I was just writing a comment on this post at OF Blog of the Fallen, and it got away from me. I'm not sure it entirely makes sense without Larry's original post -- so go read that -- but I'll stick it here as well, just because.
First, the fact that not all copies of a manufactured commodity are eventually sold is not at all unusual. What's different about the book/magazine industry is the ability of retailers to return unsold product; most retailers just have to eat unsalable goods. There's no such thing as "returns" in consumer electronics or evening wear, but there definitely is a percentage of unsold and unsalable goods on every single consumer product. Many are marked down in place, but many more are destroyed.
(And, yes, a book is a consumer product. It may be other things, but a consumer good it always is.)

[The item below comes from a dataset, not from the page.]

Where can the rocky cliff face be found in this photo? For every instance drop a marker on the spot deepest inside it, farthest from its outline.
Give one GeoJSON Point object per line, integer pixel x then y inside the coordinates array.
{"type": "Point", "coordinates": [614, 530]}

Second, this is not cynicism; it's realism. Newspapers and magazines are vastly reducing their coverage of books; they were even before the economic crisis, and it's gotten much worse. Publicists and marketers are trying to get their books into the hands of people who will talk about them to a reasonable audience, and bloggers are such people. This might not be business to you, but it's business to them -- you're getting that book because The Ann Arbor News went under, and those marketers and publicists would really like someone to see and appreciate their books.
Also, unless your numbers are much higher than I suspect, or your response rates are vastly through the roof, any one (non-superstar) blog will probably move a dozen or so copies of a novel, at best. But, then again, The Ann Arbor News probably didn't move more books than that, either.
And those now out-of-work newspaper people were just as passionate about books as any of us. Sure, they were usually paid (badly), and we aren't, but otherwise it's mostly a different of format and preferred genres.
(Also, what Charles said -- I won't repeat it, but it's all true.)